Sotto questa Luna  schivando turisti pieni di crema abbronzante “Pardon” e “S’il vous plait”, sono inciampato in una pira ardente di desideri altrui.

Non capisco niente di questo tutto, non ho mai saputo capire.

Rileggo i miei appunti:

 

- Comprare incensi.

- Finire il blues e trovargli un titolo meno banale.

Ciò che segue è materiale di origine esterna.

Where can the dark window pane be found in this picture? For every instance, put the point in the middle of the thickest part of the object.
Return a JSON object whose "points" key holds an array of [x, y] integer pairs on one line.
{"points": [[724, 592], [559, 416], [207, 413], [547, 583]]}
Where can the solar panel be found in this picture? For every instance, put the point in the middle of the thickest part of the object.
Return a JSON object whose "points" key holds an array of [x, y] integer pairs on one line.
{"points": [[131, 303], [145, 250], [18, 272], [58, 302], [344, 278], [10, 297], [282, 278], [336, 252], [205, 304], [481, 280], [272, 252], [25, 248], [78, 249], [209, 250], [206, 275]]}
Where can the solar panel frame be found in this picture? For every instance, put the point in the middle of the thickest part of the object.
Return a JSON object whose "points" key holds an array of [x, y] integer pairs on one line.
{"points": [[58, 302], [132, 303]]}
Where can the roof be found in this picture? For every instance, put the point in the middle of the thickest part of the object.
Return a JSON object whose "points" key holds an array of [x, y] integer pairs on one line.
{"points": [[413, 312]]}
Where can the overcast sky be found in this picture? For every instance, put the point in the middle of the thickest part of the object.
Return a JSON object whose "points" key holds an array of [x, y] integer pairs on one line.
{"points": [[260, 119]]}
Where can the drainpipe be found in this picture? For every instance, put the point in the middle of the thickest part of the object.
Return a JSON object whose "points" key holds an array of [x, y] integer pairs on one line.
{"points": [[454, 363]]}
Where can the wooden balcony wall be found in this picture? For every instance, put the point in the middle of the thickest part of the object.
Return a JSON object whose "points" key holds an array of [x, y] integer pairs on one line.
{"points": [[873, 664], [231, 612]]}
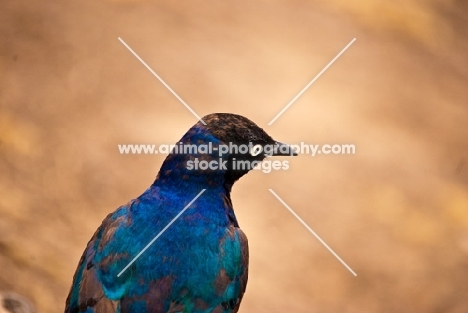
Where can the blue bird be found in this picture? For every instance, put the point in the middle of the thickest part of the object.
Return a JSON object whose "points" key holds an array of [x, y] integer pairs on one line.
{"points": [[200, 263]]}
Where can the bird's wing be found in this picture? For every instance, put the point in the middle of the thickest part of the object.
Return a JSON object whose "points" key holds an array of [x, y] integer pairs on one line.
{"points": [[89, 291]]}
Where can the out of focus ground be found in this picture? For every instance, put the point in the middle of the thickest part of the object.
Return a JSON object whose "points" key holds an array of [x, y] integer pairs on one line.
{"points": [[396, 212]]}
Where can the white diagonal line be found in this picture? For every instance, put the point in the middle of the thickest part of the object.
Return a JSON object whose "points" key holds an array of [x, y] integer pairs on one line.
{"points": [[312, 81], [162, 81], [160, 233], [313, 233]]}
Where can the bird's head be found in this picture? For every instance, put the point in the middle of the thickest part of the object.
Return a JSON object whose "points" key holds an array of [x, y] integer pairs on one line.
{"points": [[222, 151]]}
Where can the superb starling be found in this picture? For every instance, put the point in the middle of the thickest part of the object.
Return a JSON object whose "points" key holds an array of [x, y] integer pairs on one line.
{"points": [[200, 262]]}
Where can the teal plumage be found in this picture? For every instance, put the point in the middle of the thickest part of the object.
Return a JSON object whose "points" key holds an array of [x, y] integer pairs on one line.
{"points": [[200, 263]]}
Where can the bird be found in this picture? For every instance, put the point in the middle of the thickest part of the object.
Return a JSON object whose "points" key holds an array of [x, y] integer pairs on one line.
{"points": [[200, 262]]}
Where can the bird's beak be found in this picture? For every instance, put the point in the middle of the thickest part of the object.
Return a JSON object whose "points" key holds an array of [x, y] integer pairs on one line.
{"points": [[283, 149]]}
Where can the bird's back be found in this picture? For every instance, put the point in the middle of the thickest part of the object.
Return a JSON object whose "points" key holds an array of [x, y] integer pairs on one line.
{"points": [[199, 264]]}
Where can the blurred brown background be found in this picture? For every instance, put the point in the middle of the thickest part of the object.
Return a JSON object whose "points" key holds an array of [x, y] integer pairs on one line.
{"points": [[396, 212]]}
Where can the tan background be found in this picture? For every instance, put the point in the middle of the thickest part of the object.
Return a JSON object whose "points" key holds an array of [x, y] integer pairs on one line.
{"points": [[396, 212]]}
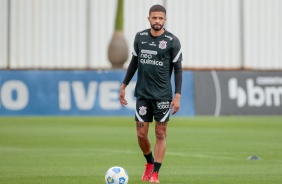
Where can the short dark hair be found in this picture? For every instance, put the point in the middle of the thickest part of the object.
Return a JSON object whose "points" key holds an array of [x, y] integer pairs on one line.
{"points": [[157, 8]]}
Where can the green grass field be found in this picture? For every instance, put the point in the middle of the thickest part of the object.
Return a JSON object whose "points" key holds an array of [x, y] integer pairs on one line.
{"points": [[80, 150]]}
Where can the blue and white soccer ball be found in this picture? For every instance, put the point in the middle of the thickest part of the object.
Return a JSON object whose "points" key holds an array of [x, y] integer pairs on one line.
{"points": [[116, 175]]}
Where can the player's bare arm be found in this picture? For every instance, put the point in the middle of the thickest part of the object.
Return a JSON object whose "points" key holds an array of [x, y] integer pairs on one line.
{"points": [[122, 95], [175, 103]]}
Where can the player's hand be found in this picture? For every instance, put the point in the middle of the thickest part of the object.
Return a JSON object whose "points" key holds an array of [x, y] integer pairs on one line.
{"points": [[122, 95], [175, 103]]}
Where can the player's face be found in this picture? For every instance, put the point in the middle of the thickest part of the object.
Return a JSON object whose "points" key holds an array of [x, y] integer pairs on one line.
{"points": [[157, 20]]}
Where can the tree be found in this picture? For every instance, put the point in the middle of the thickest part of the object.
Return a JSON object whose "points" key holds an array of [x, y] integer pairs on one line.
{"points": [[118, 50]]}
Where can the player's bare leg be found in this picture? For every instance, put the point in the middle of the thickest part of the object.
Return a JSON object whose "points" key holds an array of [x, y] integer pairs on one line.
{"points": [[145, 146], [160, 146], [159, 151], [142, 135]]}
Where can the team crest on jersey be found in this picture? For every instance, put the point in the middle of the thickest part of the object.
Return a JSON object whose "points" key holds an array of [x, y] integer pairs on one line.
{"points": [[142, 110], [162, 44]]}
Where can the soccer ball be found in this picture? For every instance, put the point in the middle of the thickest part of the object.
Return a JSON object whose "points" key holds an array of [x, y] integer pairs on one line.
{"points": [[116, 175]]}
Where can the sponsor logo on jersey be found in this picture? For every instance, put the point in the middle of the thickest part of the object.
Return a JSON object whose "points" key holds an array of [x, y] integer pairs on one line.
{"points": [[163, 105], [169, 37], [149, 52], [142, 110], [144, 33], [162, 44], [153, 44], [146, 58]]}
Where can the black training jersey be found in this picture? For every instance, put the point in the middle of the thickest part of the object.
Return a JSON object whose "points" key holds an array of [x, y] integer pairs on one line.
{"points": [[156, 56]]}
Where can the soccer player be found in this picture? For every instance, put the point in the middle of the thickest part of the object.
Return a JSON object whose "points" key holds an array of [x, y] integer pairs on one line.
{"points": [[156, 54]]}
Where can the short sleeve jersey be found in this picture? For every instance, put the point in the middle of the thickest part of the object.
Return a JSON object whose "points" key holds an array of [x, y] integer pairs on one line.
{"points": [[156, 56]]}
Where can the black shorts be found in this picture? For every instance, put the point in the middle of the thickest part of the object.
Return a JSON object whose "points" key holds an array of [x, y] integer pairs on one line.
{"points": [[147, 109]]}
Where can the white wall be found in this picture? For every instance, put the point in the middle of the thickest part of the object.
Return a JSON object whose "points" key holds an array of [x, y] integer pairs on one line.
{"points": [[75, 33], [263, 34], [209, 31]]}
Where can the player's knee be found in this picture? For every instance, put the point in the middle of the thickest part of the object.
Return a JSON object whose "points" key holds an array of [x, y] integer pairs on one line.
{"points": [[142, 136], [160, 134]]}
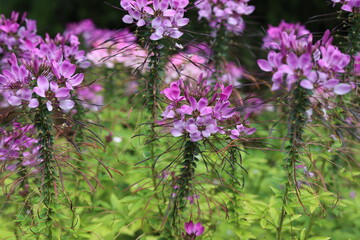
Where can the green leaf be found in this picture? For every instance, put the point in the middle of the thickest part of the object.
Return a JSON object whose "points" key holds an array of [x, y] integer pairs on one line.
{"points": [[319, 238]]}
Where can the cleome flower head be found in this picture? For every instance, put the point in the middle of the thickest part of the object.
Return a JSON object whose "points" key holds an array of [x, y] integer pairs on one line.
{"points": [[294, 58], [199, 111], [163, 17], [225, 13], [193, 230]]}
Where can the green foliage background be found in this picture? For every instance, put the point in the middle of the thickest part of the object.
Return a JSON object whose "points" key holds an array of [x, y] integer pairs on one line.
{"points": [[117, 210]]}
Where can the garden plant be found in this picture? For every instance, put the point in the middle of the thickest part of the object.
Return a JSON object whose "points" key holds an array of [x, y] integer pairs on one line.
{"points": [[191, 120]]}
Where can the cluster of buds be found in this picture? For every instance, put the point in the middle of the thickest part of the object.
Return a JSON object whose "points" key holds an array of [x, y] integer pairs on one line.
{"points": [[199, 111], [225, 13], [274, 34], [349, 5], [17, 35], [39, 70], [19, 148], [40, 79], [164, 17], [294, 58]]}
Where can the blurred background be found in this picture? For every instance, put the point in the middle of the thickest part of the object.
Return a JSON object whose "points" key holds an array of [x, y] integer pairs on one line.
{"points": [[53, 15]]}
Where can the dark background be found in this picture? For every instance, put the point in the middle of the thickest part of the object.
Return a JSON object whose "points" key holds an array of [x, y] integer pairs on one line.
{"points": [[52, 15]]}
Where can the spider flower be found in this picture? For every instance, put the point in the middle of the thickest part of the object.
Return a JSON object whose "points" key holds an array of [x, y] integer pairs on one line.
{"points": [[199, 111], [293, 58]]}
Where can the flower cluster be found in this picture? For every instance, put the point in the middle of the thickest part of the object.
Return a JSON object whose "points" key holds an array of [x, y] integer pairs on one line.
{"points": [[349, 5], [49, 80], [17, 36], [193, 230], [225, 13], [90, 97], [43, 70], [357, 64], [164, 17], [18, 147], [295, 58], [201, 111]]}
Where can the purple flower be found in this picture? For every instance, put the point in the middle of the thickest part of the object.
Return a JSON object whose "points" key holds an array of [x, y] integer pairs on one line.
{"points": [[163, 17], [241, 130], [194, 229]]}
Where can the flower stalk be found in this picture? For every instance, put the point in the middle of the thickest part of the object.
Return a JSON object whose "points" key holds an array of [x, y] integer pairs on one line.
{"points": [[297, 122]]}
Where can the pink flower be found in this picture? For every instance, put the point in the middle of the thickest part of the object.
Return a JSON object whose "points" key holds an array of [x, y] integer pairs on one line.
{"points": [[194, 229]]}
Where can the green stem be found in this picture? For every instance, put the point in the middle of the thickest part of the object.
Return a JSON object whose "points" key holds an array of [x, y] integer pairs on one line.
{"points": [[297, 121], [184, 182], [43, 125], [155, 78]]}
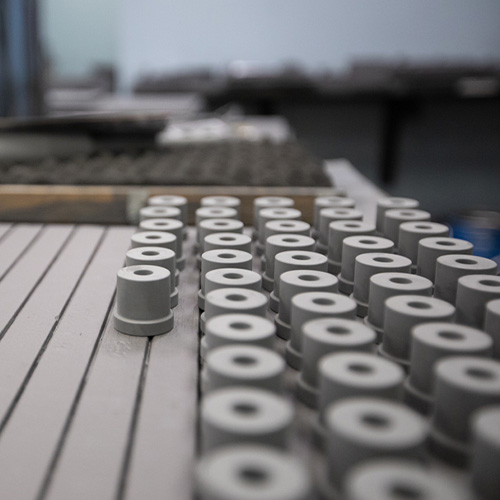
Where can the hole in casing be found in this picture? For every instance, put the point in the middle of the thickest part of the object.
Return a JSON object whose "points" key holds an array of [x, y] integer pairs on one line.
{"points": [[143, 272], [240, 325], [232, 276], [308, 277], [254, 475], [406, 492], [449, 335], [338, 330], [245, 408], [480, 373], [360, 368], [375, 420], [301, 257], [235, 297], [321, 301], [400, 281], [419, 305], [491, 283], [244, 360], [227, 255]]}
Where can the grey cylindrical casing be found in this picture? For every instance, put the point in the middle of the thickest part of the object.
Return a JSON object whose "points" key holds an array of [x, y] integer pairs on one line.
{"points": [[355, 374], [369, 264], [463, 385], [231, 241], [492, 325], [395, 217], [143, 301], [282, 243], [155, 239], [172, 226], [401, 314], [364, 428], [269, 214], [205, 213], [269, 202], [352, 246], [239, 328], [449, 268], [294, 260], [299, 281], [244, 365], [486, 453], [385, 204], [232, 277], [329, 215], [221, 201], [429, 249], [386, 285], [410, 233], [244, 415], [233, 300], [159, 213], [322, 202], [393, 479], [473, 293], [337, 232], [247, 472], [324, 336], [218, 259], [211, 226], [313, 305], [171, 201], [156, 256], [431, 342], [287, 227]]}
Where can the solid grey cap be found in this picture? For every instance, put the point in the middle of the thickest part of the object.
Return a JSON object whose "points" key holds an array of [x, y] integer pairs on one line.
{"points": [[252, 472], [391, 479]]}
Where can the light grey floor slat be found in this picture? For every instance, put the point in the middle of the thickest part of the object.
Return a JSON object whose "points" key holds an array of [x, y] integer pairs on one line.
{"points": [[24, 276], [14, 243], [23, 340], [32, 433], [163, 453], [95, 446]]}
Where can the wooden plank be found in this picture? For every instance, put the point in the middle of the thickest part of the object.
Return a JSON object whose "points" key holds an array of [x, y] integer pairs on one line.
{"points": [[4, 228], [32, 437], [119, 204], [357, 186], [22, 342], [96, 444], [19, 283], [14, 243], [164, 447]]}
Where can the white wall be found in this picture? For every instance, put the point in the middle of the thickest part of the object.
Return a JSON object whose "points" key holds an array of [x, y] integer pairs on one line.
{"points": [[156, 35], [79, 34]]}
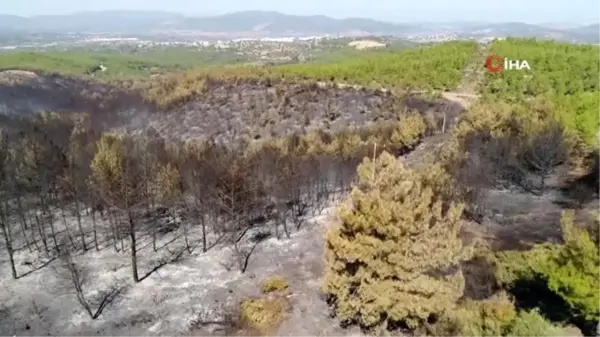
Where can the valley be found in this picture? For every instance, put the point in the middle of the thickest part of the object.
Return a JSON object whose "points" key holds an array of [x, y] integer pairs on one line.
{"points": [[302, 199]]}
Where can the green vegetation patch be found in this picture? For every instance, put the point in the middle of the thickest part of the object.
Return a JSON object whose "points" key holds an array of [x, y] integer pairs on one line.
{"points": [[564, 81]]}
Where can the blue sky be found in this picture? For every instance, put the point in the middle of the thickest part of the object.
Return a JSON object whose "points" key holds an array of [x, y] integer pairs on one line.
{"points": [[572, 11]]}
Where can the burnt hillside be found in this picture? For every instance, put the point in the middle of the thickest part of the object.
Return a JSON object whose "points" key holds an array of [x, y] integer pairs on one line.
{"points": [[223, 111]]}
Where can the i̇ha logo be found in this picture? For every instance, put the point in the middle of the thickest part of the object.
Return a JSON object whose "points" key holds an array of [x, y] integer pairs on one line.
{"points": [[495, 64]]}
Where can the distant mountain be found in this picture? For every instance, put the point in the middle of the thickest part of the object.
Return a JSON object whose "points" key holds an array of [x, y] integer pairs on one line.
{"points": [[263, 24], [589, 33], [147, 21], [105, 21]]}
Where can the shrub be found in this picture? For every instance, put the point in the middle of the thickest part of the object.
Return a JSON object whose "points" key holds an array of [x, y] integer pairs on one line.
{"points": [[276, 283], [574, 273], [487, 318], [395, 256], [264, 314], [495, 317], [532, 324]]}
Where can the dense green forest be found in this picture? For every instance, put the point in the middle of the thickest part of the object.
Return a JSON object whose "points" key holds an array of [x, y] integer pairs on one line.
{"points": [[437, 67], [565, 78]]}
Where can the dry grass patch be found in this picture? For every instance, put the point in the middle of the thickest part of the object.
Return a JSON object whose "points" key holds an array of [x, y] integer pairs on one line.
{"points": [[275, 283], [264, 314]]}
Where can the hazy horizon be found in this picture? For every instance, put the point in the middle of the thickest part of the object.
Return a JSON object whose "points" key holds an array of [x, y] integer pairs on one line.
{"points": [[535, 11]]}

- Annotare tutti i falllimenti.

- Tagliarsi le unghie.

- Chi cazzo sono veramente gli Aghori ?

- Trovare hascisc migliore.

- Riordinare le idee e le fotografie.

- Bagnarsi nel Gange.

- Leggere “Gli anfibi slacciati del Che” di Andrea Semplici.

- Bhairavacarya, turbante nero e perizoma nero, stava al centro del cerchio di cenere     bianca. Seduto sul petto di un morto, coperto di pasta di legno di sandalo rosso.

Bhairavacarya gettò un piccolo fuoco nella bocca del cadavere e anche semi di sesamo nelle fiamme, particelle di profanazione.

-Ricordarsi il bastone per le scimmie prima di salire a fumare sul terrazzo.

Non capisco niente di questo tutto ma non voglio scordare nulla.